Taiwanese foreign direct investment rapidly expanded in the mid-1980s when the domestic wage rate and the value of the Taiwanese currency skyrocketed simultaneously. Losing their competitive edge at home, many Taiwanese firms relocated to lower wage countries; mainly Southeast Asia and China.
Taiwanese Firms in Southeast Asia provides a comprehensive review of Taiwan’s direct investment in Southeast Asia, including Indonesia, Malaysia, Thailand, the Philippines and Vietnam. It also explores the motivation behind investment in Asia, Europe and the US. In most countries, incidence of foreign direct investment is positively correlated with firm size. However, in Taiwanese firms, the opposite is true. The book examines the reasons for this and assesses the difference in practice between small and large firms conducting foreign direct investment, focusing on the manufacturing sector.
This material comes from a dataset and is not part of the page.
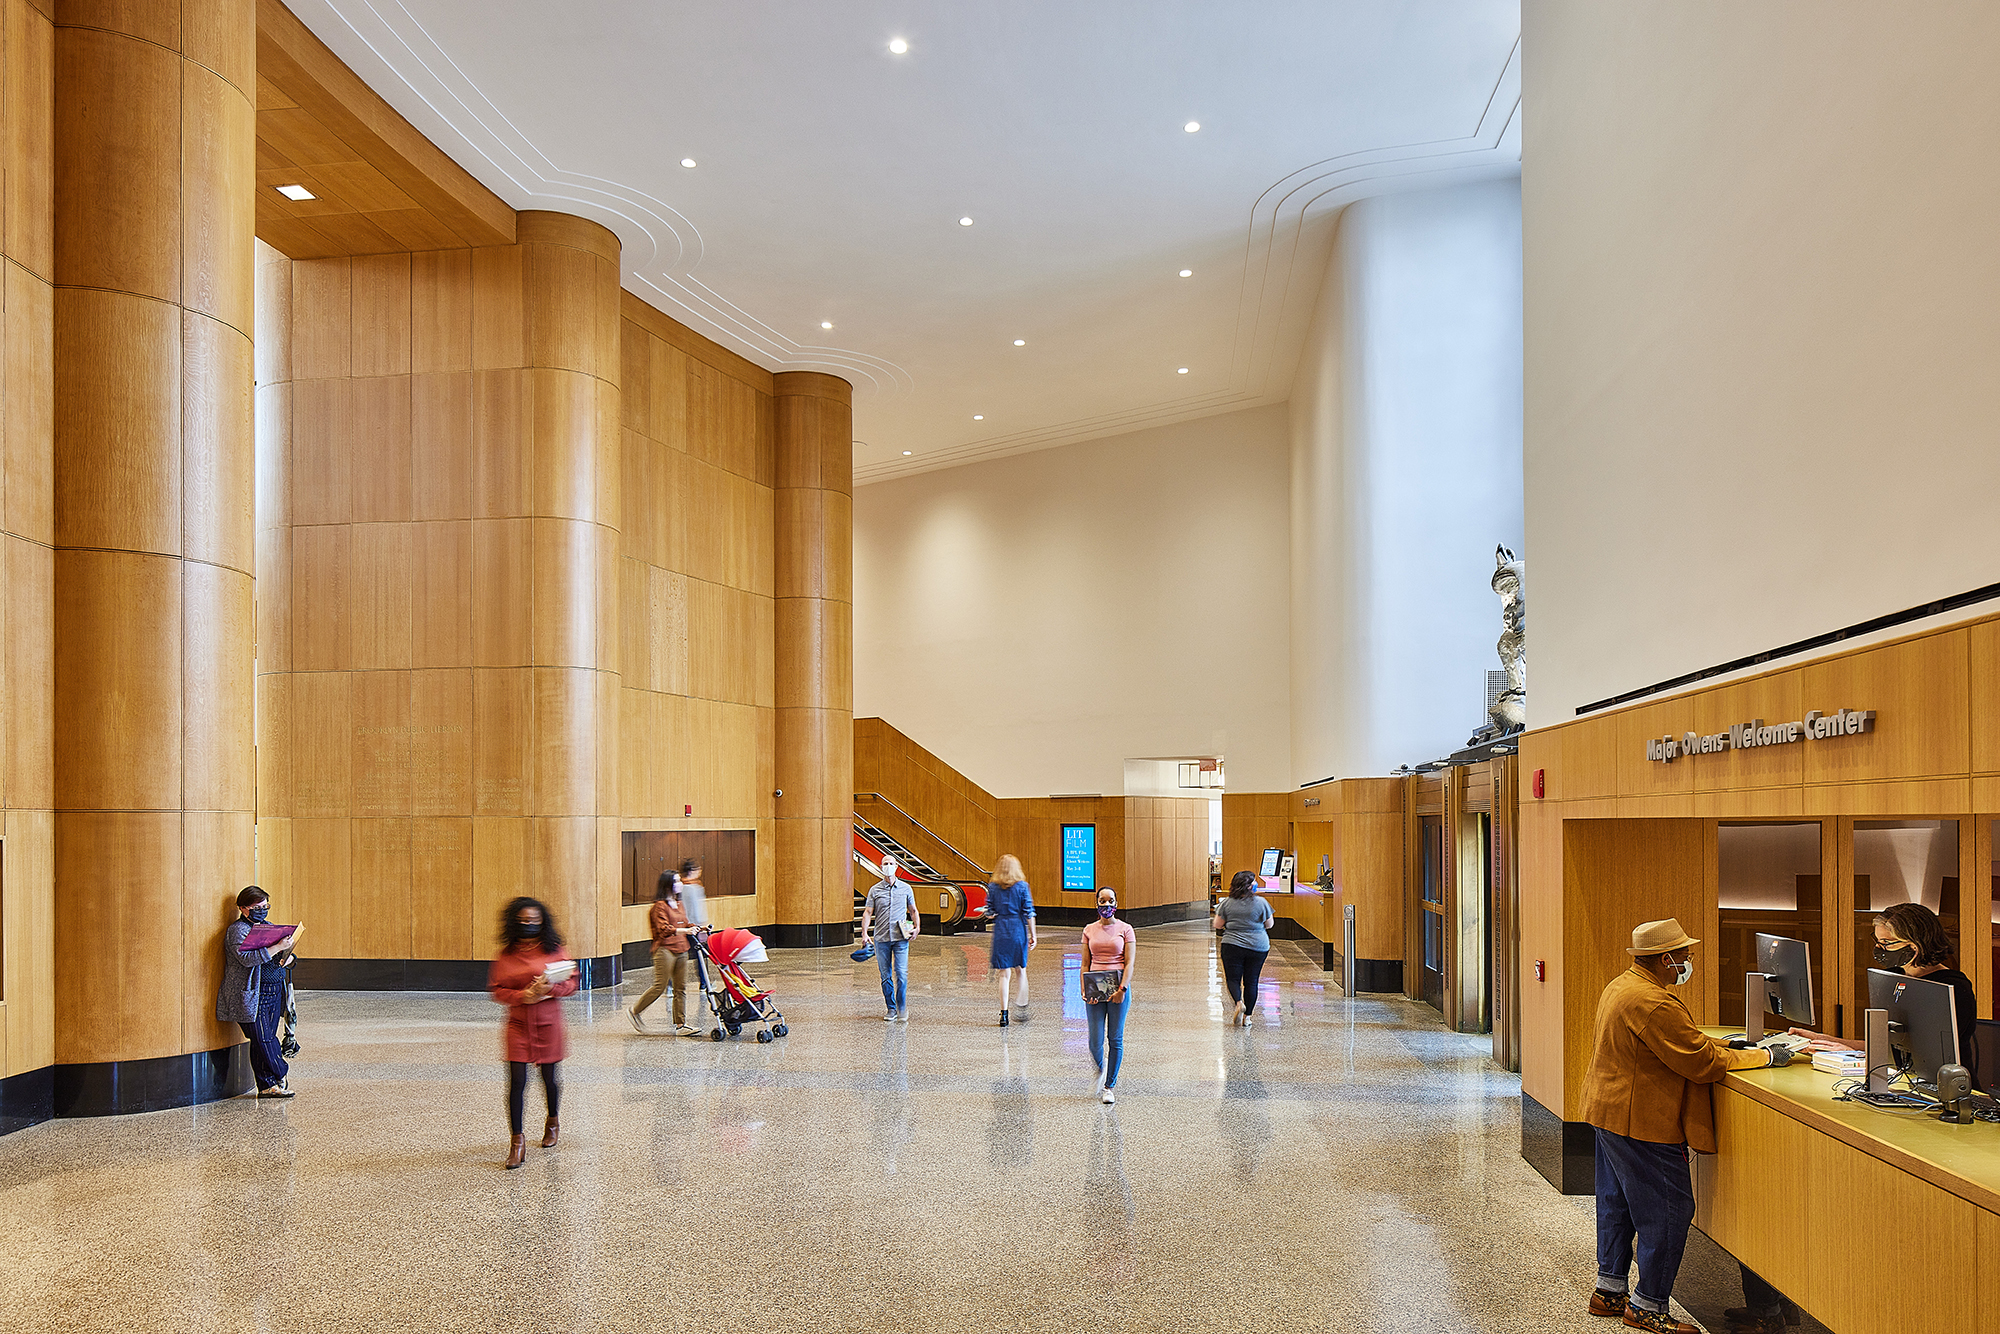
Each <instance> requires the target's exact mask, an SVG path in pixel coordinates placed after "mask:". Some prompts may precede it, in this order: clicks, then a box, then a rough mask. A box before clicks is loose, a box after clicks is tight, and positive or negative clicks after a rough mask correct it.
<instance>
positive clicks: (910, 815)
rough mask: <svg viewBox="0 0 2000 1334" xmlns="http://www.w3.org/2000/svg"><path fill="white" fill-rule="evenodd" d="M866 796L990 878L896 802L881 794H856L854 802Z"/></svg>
mask: <svg viewBox="0 0 2000 1334" xmlns="http://www.w3.org/2000/svg"><path fill="white" fill-rule="evenodd" d="M864 796H872V798H874V800H878V802H882V804H884V806H888V808H890V810H894V812H896V814H898V816H902V818H904V820H908V822H910V824H914V826H916V828H920V830H924V836H926V838H936V840H938V846H940V848H944V850H946V852H950V854H952V856H956V858H958V860H960V862H964V864H966V866H970V868H972V870H976V872H980V874H982V876H990V872H988V870H986V868H984V866H980V864H978V862H974V860H972V858H968V856H966V854H964V852H960V850H958V848H954V846H952V844H950V842H946V840H944V838H938V834H936V832H932V828H930V826H928V824H924V822H922V820H918V818H916V816H912V814H910V812H908V810H904V808H902V806H898V804H896V802H892V800H888V798H886V796H882V794H880V792H856V794H854V800H860V798H864ZM854 818H856V820H860V812H854ZM882 832H884V834H886V832H888V830H882Z"/></svg>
The book also includes an original, comprehensive survey and a series of interviews with Taiwanese parent firms and their subsidiaries in Southeast Asia. The authors conclude that networking underscores the core competitiveness of Taiwanese firms and when these firms invest abroad, they attempt to maintain a close connection with domestic networks to retain competitiveness and flexibility. However, they will have difficulty in sustaining this in the long-term because co-ordination of production across national borders requires intensive input of managerial resources which are scarce among Taiwanese firms. In the long-term, they have to localize and integrate themselves into the local networks.
The book is a result of joint research efforts by Taiwanese, American and Southeast Asian scholars and will be required reading for students and scholars of economies in Southeast Asia, international business, Asian studies and multinational enterprise.